Erica Chiang, Ashley Beecy, Gabriel Sayer, Nir Uriel, Deborah Estrin, Nikhil Garg, Emma Pierson
Abstract: Disease progression models, in which a patient's latent severity is modeled as progressing over time and producing observed symptoms, have developed great potential to help with disease detection, prediction, and drug development. However, a significant limitation of existing models is that they do not typically account for healthcare disparities that can bias the observed data. We draw attention to three key disparities: certain patient populations may (1) start receiving care only when their disease is more severe, (2) experience faster disease progression even while receiving care, or (3) receive care less frequently conditional on disease severity. To address this, we develop an interpretable Bayesian disease progression model that captures these three disparities. We show theoretically and empirically that our model correctly estimates disparities and severity from observed data, and that failing to account for these disparities produces biased estimates of severity.

IDGG: Invariant Learning for Out-of-Distribution Generalization on Graphs

Qin Tian, Wenjun Wang, Minglai Shao, Chen Zhao, Dong Li
Abstract: Traditional machine learning methods rely heavily on the independent and identically distributed (i.i.d) assumption, which poses limitations when test distributions differ from training distributions. To address this, out-of-distribution (OOD) generalization has made significant progress, aiming to maintain performance despite unknown distribution shifts. However, OOD methods for graph-structured data are underexplored due to challenges such as simultaneous distribution shifts in node attributes and graph topology, and the difficulty in capturing invariant information across different distribution shifts. To tackle these challenges, we introduce IDGG, a framework designed to (1) diversify variations across domains by modeling potential variations in the distribution of attribute distribution and topological structure, and (2) minimize variation discrepancy in a representation space for predicting semantic factors that do not vary with distribution shifts. We validate the effectiveness of IDGG on a real-world graph dataset and results show that our model outperforms baseline methods in node-level OOD generalization.
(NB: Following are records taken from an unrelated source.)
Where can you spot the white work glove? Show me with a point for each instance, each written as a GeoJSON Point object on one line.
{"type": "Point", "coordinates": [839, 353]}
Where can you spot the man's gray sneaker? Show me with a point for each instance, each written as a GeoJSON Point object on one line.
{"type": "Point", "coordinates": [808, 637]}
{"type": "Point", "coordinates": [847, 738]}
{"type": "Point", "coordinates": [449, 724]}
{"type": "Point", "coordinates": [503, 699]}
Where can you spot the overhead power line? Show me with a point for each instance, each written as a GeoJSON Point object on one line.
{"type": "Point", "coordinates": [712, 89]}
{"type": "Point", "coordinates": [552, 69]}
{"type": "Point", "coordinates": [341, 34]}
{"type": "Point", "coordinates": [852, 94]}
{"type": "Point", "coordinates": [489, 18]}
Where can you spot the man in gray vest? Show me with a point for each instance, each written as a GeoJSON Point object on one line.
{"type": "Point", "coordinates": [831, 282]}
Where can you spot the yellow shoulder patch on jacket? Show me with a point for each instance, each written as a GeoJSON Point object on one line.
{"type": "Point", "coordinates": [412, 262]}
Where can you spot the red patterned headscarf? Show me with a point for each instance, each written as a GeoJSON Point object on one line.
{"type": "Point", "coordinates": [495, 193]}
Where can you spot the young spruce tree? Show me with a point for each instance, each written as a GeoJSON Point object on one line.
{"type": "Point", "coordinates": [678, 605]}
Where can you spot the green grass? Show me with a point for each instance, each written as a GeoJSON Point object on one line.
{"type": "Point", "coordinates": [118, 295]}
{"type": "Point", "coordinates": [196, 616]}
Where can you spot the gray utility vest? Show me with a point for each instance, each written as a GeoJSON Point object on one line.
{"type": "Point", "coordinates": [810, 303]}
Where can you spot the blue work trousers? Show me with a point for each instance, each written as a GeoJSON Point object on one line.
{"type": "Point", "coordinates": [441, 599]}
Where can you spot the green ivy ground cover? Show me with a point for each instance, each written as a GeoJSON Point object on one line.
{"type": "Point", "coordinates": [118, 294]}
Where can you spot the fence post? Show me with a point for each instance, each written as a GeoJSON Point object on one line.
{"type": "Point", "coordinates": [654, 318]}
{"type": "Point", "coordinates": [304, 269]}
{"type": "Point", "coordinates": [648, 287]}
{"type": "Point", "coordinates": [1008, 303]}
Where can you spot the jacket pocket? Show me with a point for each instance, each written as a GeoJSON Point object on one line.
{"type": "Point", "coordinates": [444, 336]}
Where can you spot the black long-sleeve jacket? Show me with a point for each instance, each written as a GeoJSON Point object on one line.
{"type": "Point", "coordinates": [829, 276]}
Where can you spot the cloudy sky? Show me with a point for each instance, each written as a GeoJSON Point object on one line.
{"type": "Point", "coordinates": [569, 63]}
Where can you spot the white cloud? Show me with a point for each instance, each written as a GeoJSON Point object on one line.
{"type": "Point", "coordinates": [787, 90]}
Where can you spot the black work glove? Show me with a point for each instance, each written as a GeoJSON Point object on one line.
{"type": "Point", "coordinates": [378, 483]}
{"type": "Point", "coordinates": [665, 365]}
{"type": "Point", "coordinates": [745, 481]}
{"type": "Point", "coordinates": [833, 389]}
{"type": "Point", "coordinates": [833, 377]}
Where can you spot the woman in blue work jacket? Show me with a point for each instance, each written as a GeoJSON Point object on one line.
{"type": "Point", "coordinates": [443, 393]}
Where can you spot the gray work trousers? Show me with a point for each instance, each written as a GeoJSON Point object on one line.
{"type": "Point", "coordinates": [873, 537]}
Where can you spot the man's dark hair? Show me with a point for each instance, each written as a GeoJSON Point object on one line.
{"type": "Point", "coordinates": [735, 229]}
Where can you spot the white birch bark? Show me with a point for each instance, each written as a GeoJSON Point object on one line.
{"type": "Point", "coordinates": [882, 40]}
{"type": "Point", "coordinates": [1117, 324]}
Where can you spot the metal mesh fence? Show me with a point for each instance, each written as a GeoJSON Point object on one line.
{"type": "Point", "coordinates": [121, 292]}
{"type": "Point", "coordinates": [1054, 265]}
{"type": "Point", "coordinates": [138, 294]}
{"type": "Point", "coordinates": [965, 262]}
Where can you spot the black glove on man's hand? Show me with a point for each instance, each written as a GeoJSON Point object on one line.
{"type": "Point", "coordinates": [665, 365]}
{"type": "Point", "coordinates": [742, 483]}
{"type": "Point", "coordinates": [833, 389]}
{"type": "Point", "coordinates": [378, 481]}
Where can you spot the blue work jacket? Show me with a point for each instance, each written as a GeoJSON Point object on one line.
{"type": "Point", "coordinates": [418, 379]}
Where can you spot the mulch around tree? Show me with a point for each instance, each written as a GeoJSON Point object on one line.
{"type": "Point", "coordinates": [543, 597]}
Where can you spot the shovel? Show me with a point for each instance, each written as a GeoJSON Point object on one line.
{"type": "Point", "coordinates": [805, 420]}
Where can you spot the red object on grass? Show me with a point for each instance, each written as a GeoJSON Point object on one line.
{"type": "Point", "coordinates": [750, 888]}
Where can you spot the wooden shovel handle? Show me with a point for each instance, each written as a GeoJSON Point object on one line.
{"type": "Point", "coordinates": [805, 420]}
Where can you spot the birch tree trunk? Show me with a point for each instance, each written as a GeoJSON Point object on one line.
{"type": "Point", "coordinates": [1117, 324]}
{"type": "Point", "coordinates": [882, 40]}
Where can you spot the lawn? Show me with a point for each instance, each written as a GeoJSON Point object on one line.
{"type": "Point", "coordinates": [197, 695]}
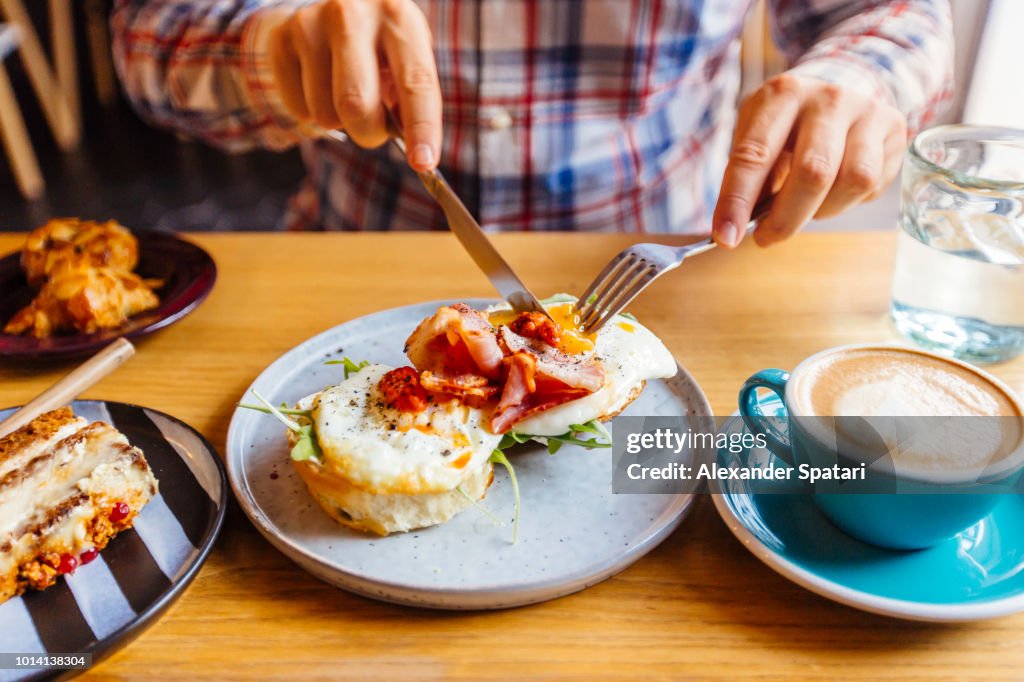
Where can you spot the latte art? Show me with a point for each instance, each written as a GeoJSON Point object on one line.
{"type": "Point", "coordinates": [931, 414]}
{"type": "Point", "coordinates": [867, 382]}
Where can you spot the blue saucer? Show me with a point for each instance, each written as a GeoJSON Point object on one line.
{"type": "Point", "coordinates": [977, 574]}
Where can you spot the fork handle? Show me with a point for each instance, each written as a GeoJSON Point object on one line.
{"type": "Point", "coordinates": [761, 209]}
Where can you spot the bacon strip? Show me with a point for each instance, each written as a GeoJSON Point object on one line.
{"type": "Point", "coordinates": [457, 351]}
{"type": "Point", "coordinates": [569, 370]}
{"type": "Point", "coordinates": [456, 341]}
{"type": "Point", "coordinates": [527, 392]}
{"type": "Point", "coordinates": [464, 386]}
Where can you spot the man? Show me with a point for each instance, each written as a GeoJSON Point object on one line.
{"type": "Point", "coordinates": [588, 115]}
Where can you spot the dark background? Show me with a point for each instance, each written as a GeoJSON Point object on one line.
{"type": "Point", "coordinates": [138, 175]}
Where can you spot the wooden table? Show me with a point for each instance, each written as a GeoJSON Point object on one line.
{"type": "Point", "coordinates": [699, 605]}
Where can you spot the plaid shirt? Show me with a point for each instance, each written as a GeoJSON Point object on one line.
{"type": "Point", "coordinates": [584, 115]}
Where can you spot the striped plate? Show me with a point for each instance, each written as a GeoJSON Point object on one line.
{"type": "Point", "coordinates": [107, 603]}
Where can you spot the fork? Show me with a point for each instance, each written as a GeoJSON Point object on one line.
{"type": "Point", "coordinates": [635, 268]}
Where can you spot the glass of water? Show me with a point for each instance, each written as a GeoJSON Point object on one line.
{"type": "Point", "coordinates": [958, 284]}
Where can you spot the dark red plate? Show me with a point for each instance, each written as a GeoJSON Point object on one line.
{"type": "Point", "coordinates": [188, 274]}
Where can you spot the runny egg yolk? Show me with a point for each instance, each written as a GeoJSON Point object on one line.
{"type": "Point", "coordinates": [573, 341]}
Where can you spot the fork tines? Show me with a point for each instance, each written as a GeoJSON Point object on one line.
{"type": "Point", "coordinates": [612, 290]}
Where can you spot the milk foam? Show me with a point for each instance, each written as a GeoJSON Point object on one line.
{"type": "Point", "coordinates": [878, 384]}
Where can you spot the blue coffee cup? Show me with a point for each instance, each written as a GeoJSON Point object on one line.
{"type": "Point", "coordinates": [880, 503]}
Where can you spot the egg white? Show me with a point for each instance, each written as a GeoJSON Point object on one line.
{"type": "Point", "coordinates": [373, 446]}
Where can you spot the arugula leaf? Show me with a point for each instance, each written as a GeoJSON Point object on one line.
{"type": "Point", "coordinates": [601, 437]}
{"type": "Point", "coordinates": [476, 503]}
{"type": "Point", "coordinates": [498, 457]}
{"type": "Point", "coordinates": [306, 445]}
{"type": "Point", "coordinates": [291, 424]}
{"type": "Point", "coordinates": [351, 367]}
{"type": "Point", "coordinates": [283, 410]}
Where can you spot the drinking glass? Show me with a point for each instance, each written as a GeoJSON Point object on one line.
{"type": "Point", "coordinates": [958, 282]}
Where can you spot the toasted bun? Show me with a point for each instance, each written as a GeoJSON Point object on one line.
{"type": "Point", "coordinates": [384, 514]}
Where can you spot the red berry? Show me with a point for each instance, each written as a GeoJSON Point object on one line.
{"type": "Point", "coordinates": [120, 512]}
{"type": "Point", "coordinates": [68, 564]}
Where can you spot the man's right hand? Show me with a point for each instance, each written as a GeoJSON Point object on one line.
{"type": "Point", "coordinates": [338, 62]}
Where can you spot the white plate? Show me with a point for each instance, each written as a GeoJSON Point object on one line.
{"type": "Point", "coordinates": [572, 533]}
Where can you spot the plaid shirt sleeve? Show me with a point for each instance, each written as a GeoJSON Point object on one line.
{"type": "Point", "coordinates": [195, 67]}
{"type": "Point", "coordinates": [900, 50]}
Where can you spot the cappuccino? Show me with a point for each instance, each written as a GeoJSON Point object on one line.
{"type": "Point", "coordinates": [968, 422]}
{"type": "Point", "coordinates": [890, 382]}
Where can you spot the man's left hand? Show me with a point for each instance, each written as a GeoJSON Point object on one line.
{"type": "Point", "coordinates": [821, 148]}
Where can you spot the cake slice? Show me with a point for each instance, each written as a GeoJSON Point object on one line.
{"type": "Point", "coordinates": [67, 487]}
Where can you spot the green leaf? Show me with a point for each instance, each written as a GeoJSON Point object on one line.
{"type": "Point", "coordinates": [351, 367]}
{"type": "Point", "coordinates": [306, 446]}
{"type": "Point", "coordinates": [498, 457]}
{"type": "Point", "coordinates": [283, 410]}
{"type": "Point", "coordinates": [593, 426]}
{"type": "Point", "coordinates": [476, 503]}
{"type": "Point", "coordinates": [289, 423]}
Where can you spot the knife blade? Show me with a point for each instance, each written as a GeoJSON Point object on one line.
{"type": "Point", "coordinates": [471, 236]}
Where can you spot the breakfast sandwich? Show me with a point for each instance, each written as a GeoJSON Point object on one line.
{"type": "Point", "coordinates": [397, 449]}
{"type": "Point", "coordinates": [67, 487]}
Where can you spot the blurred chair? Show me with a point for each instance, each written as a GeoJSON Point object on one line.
{"type": "Point", "coordinates": [15, 138]}
{"type": "Point", "coordinates": [64, 122]}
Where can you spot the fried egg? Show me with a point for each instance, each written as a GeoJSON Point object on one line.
{"type": "Point", "coordinates": [630, 352]}
{"type": "Point", "coordinates": [383, 451]}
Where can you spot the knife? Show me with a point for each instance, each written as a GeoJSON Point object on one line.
{"type": "Point", "coordinates": [469, 232]}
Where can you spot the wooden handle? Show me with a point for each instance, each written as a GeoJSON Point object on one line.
{"type": "Point", "coordinates": [72, 385]}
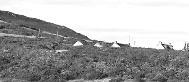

Semantic OOD Detection under Covariate Shift on Graphs with Diffusion Model

Zhixia He, Chen Zhao, Minglai Shao, Yujie Lin, Dong Li
Abstract: Most existing deep learning methods are based on the closed-world assumption, which assumes that testing data are sampled from the same distribution as the training data. However, when models are deployed in open-world scenarios, testing data can exhibit various distribution shifts. Here, we mainly consider two types of distribution shifts: covariate shift and semantic shift. We raise a new question for OOD detection: semantic OOD detection under covariate shift. Unlike existing graph OOD algorithms only considering one type of distribution shifts, our work addresses both semantic shift and covariate shift simultaneously to fully utilize label and environment information. We propose the Graph Diffusion Augmentation (GDA) framework, which leverages diffusion model to simulate these two types of distribution shifts by semantic augmentation and covariate augmentation. We design perturbation control element and label control element to guide the denoising diffusion process at different intermediate timesteps which generate pseudo ID and pseudo OOD data. The GDA model generates diverse pseudo graphs with consistent predictive relationships, helping the predictor learn invariant relationship related to the label information while ignoring spurious relationship with the environment.